Two job killer carryover bills expanding mandates on employers died in the Assembly fiscal committee this month.
Failing to move out of the Assembly Appropriations Committee were AB 1119 (Wicks; D-Oakland), expanding employers’ duty to accommodate employees, and AB 95 (Low; D-Campbell), a burdensome new bereavement leave mandate.
AB 1119 would have imposed new burdens on employers to accommodate any employee with family responsibilities. This essentially would have included a new, uncapped protected leave for employees to request time off and exposed employers to costly litigation under the Fair Employment and Housing Act.
If passed, AB 1119 could have enabled an employee to challenge any adverse employment action as being related to the employee’s family responsibilities, rather than an actual violation of employment policies.

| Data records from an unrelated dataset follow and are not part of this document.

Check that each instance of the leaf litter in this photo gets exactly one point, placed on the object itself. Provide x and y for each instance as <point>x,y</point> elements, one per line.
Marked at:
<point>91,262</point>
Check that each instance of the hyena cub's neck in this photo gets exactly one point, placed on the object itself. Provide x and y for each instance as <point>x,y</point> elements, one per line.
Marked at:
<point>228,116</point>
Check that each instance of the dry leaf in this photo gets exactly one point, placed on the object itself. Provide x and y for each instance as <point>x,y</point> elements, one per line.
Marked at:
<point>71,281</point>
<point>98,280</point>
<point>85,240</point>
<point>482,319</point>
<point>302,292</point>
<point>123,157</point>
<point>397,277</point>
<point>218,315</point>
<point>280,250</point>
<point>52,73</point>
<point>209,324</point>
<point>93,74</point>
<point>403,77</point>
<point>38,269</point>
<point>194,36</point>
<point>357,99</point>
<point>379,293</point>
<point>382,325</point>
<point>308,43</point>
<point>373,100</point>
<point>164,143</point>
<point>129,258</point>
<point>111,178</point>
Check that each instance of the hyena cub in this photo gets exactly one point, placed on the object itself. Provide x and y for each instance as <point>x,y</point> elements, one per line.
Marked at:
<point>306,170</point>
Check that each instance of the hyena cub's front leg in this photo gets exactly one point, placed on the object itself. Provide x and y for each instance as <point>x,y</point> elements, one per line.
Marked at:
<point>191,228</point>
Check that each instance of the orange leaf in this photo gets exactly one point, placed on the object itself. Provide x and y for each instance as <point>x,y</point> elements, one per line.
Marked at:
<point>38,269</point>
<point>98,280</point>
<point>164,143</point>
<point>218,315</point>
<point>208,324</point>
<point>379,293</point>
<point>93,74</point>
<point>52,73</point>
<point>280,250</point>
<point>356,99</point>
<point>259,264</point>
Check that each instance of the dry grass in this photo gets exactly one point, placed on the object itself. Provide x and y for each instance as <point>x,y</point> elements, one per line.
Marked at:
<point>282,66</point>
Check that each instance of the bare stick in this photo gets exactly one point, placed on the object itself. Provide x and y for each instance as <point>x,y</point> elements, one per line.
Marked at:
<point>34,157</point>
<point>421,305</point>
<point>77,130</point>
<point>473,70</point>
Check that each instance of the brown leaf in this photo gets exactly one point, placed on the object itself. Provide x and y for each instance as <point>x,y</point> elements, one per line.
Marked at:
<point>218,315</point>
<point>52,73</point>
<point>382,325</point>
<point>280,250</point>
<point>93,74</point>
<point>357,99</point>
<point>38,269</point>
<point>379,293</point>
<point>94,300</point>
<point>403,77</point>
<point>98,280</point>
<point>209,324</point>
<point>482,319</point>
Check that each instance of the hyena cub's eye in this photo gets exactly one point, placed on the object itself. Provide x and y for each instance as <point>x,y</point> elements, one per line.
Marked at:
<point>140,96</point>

AB 95 would have imposed a significant new burden on employers of every size by mandating that they provide employees up to 10 days of bereavement leave upon the death of a spouse, child, parent, sibling, grandparent, grandchild or domestic partner, regardless of how long the employee had worked for the employer. The bill also would have opened up new avenues for litigation against California employers by establishing a brand-new private right of action — in addition to liability under the Private Attorneys General Act (PAGA) and administrative enforcement through the Division of Labor Standards Enforcement.